Essa última frase faz o entrevistador pensar nas mesmas palavras proferidas pela boca do Galileu, muito embora permaneçam, ainda hoje, um enigma para muitos: “Aquele que procurar salvar sua vida, perde-la-á − e aquele que a perder, conservá-la-á.”. Ele acha a analogia surpreendente. − O mestre continua:

− Enquanto o homem não se tiver comprometido nessa busca, seguindo esse caminho, a dúvida e a incerteza sempre seguirão seus passos. Os grandes reis e os maiores estadistas lutam para governar os demais; no entanto, sabem muito bem no seu íntimo, que são incapazes de se dirigir a si mesmos; porque o verdadeiro poder pertence ao homem que penetrou no âmago mais fundo da sua alma! O cientista que passa a vida acumulando conhecimentos terá que baixar a cabeça quando lhe perguntarem se resolveu o mistério do homem e conquistou-se a si próprio! Ora, para que serve saber todas as coisas quando o senhor não sabe nada de si?! Que adianta conhecer o que se passa fora de nós, se ficamos na ignorância do que se passa dentro de nós? Evitamos pensar. No entanto, qual conhecimento é mais digno da nossa atenção e do nosso empenho?

− Talvez o empreendimento seja quase sobre-humano.

− É indispensável tentar; a dificuldade é menor do que se supõe.

− Para nós, ocidentais, ativos e práticos, essa introspecção desinteressada… − hesita, sem saber como terminar a frase.

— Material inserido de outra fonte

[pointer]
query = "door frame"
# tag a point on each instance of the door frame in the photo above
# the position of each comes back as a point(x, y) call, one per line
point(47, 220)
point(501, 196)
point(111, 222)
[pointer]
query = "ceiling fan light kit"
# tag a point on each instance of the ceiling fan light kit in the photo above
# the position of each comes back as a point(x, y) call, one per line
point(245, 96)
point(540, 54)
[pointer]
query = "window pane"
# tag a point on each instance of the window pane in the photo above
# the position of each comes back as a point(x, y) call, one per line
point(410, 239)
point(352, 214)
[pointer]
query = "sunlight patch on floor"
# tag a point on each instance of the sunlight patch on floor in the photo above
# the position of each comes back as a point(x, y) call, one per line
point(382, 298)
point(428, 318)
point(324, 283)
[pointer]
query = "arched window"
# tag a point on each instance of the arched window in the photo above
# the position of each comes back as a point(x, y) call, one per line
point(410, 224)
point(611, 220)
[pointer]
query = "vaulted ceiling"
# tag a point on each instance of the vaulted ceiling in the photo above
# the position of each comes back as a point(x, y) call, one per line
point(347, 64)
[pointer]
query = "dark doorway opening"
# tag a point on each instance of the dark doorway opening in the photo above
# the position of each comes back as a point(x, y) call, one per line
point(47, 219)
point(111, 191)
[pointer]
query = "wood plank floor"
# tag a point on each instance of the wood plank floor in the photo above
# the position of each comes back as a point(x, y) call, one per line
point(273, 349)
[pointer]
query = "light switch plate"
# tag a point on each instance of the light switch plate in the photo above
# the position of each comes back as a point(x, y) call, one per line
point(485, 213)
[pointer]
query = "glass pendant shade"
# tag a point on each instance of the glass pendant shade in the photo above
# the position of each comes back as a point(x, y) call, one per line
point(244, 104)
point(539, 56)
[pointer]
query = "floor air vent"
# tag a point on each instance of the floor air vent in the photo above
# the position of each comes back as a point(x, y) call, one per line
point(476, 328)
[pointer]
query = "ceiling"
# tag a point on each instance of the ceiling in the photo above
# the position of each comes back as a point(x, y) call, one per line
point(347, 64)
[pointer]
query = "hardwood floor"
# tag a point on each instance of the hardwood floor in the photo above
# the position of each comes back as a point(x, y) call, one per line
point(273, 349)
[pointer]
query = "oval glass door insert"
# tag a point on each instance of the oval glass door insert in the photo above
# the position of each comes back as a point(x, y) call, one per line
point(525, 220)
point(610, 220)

− O conhecimento da Verdade, bem como a ação da mente são iguais para todos e representam as mesmas dificuldades, tanto para os hindus, como para os ocidentais. Admito que seja mais difícil para aquele que se debate nas amarras da vida agitada, mas num caso, como no outro, pode-se e deve-se alcançar o bom êxito. Trata-se aqui de criar uma corrente espiritual obtida pela prática da meditação constante, mantida pelo hábito diário. Pode-se então continuar seus afazeres sem que haja um choque entre a meditação e a atividade física. Quando o senhor for meditar sobre a pergunta: “QUEM SOU?”, começará a compreender que nem o corpo, nem a mente, nem os desejos dos sentidos são realmente o que o senhor considera ser o ego; basta só essa atitude para fazer surgir a resposta no recôndito do seu ser, aparecendo-lhe como uma profunda realização. Aprenda a conhecer-se a si mesmo e a Verdade brilhará em sua alma como um raio fulgente do sol; sua mente estará em paz e as ondas de felicidade o submergirão e o inebriarão, pois o Eu real e a felicidade são termos idênticos, e no momento em que conseguir a percepção direta do Ser, suas dúvidas se dissiparão, porque saberá tudo.

Retirado do livro A Índia Secreta de Paul Brunton.